The authors use MolHIT to generate molecules on the MOSES benchmark and compare it against both 1D sequence and 2D graph baselines. Results show MolHIT achieves the highest Quality and Scaffold Novelty while maintaining near-perfect validity, outperforming prior models in balancing structural innovation with chemical feasibility.
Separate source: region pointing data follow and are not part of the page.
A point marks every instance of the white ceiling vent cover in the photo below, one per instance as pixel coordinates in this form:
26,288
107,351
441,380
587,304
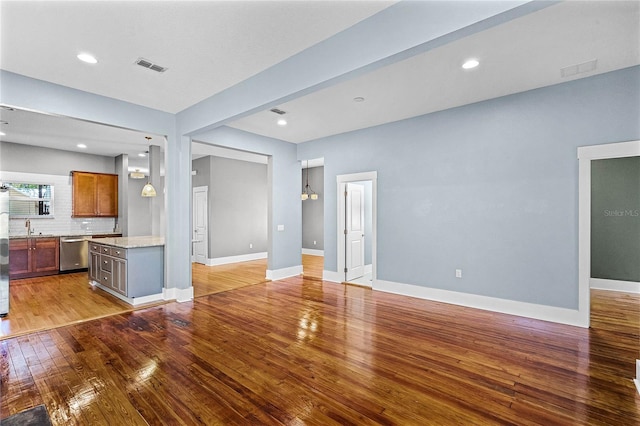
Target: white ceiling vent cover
579,68
148,64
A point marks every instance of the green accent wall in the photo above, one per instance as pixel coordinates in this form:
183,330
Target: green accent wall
615,219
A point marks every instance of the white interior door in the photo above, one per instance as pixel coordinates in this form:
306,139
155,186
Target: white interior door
200,225
354,231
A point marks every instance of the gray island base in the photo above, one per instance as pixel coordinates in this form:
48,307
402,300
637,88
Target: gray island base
130,268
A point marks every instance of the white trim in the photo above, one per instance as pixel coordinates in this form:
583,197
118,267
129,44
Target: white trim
178,294
610,150
332,276
511,307
637,379
615,285
585,155
235,259
313,252
342,180
137,301
279,274
195,189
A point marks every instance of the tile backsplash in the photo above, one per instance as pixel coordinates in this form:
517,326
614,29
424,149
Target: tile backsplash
61,222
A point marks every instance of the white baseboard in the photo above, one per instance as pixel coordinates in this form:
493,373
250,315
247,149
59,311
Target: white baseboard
137,301
334,277
523,309
637,379
235,259
279,274
614,285
178,294
313,252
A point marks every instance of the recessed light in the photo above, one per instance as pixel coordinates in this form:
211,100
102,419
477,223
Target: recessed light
470,63
85,57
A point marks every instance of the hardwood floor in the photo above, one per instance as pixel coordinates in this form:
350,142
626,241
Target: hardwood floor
43,303
215,279
301,351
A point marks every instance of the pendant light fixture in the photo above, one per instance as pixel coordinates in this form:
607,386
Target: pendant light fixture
148,190
307,192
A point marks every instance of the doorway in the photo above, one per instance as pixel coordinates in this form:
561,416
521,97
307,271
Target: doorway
585,155
313,218
356,237
200,224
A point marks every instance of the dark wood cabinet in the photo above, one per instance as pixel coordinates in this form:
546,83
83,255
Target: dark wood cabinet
95,194
32,257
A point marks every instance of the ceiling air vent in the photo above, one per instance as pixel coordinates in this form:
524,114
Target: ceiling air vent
579,68
148,64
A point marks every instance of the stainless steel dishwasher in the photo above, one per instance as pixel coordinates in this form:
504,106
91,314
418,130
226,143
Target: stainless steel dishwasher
73,253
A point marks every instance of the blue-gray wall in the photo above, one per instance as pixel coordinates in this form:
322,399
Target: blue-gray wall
283,183
237,197
490,188
615,219
313,210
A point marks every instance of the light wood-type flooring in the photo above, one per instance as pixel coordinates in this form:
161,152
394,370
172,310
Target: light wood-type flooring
303,351
43,303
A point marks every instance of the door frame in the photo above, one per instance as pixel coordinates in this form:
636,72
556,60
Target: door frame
347,237
585,155
357,177
195,189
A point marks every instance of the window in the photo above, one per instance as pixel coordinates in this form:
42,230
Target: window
30,200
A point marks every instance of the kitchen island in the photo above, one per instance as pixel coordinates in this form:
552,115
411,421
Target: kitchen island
130,268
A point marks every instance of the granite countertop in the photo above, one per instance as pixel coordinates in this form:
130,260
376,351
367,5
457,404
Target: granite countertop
131,242
85,236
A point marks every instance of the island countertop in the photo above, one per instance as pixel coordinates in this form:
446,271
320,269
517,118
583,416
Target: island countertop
131,242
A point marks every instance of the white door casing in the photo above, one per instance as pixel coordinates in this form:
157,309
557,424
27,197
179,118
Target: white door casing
200,224
585,155
354,231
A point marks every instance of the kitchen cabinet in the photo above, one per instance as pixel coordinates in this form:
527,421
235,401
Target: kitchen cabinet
128,272
109,267
33,257
95,194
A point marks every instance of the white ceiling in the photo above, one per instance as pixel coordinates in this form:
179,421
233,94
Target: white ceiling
522,54
209,46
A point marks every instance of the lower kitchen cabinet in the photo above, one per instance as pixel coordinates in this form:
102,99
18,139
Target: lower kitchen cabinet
33,257
132,272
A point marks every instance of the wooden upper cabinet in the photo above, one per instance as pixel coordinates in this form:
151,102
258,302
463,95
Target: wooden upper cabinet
95,194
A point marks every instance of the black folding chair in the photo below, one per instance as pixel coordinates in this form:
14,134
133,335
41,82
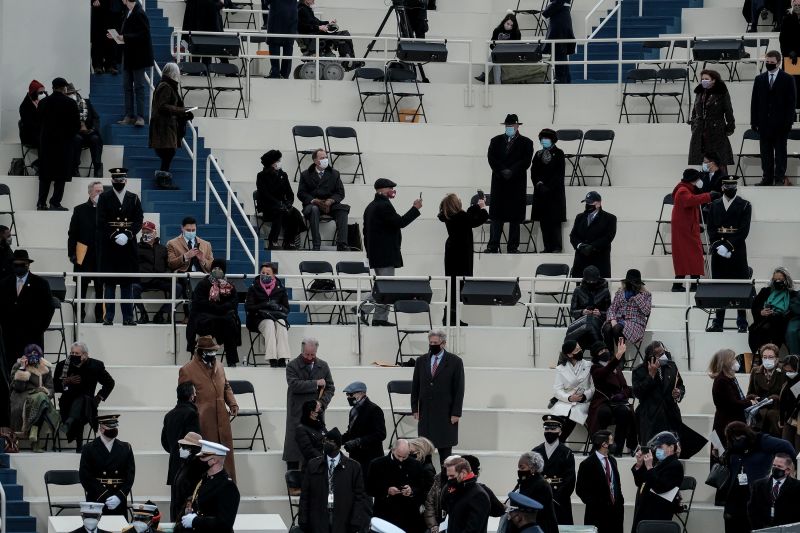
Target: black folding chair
410,307
306,132
344,132
371,83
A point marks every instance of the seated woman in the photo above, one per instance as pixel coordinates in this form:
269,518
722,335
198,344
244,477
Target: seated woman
32,412
310,431
214,311
267,307
771,311
573,388
590,302
610,402
627,316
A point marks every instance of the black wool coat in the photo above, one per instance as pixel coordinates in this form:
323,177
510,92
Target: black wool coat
600,233
458,259
350,505
60,123
383,234
508,194
438,398
182,419
549,197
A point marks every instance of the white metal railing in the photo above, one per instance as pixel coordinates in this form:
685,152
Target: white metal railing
227,209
The model also demonstrates strong distributional fidelity, as reflected in high Scaffold Retrieval and SNN scores, indicating it effectively captures the underlying drug-like chemical space without overfitting.

The authors use a full unfiltered GuacaMol dataset to evaluate MolHIT, contrasting with prior models trained on filtered subsets. Results show MolHIT achieves the highest validity and scaffold novelty while maintaining strong distributional fidelity, outperforming DiGress variants across most metrics despite using fewer training epochs. The model demonstrates robustness in handling charged atoms and broader chemical space without sacrificing structural quality.

The authors use the MOSES dataset to evaluate multi-property guided generation, conditioning models on QED, SA, logP, and MW. Results show MolHIT achieves high precision in matching target properties with low MAE and strong Pearson correlation, while maintaining validity above 95%. This indicates the model effectively balances property control with structural feasibility.

The authors use an ablation study to show that integrating decoupled atom encoding, the PN sampler, and HDDM into DiGress progressively improves molecular generation quality, validity, and distributional fidelity. Results show that MolHIT achieves the highest Quality and near-perfect Validity while maintaining competitive FCD, indicating effective navigation of the drug-like chemical space. Each component contributes meaningfully, with the full MolHIT configuration outperforming all intermediate variants.

The authors evaluate MolHIT on scaffold extension tasks using the MOSES dataset, comparing it against DiGress and a marginal transition baseline with decoupled atom encoding. Results show MolHIT achieves significantly higher validity and Hit@1 and Hit@5 scores, indicating stronger capability to recover ground-truth molecular extensions while maintaining structural diversity. The improvements suggest MolHIT better balances fidelity to fixed scaffolds with exploration of valid chemical space.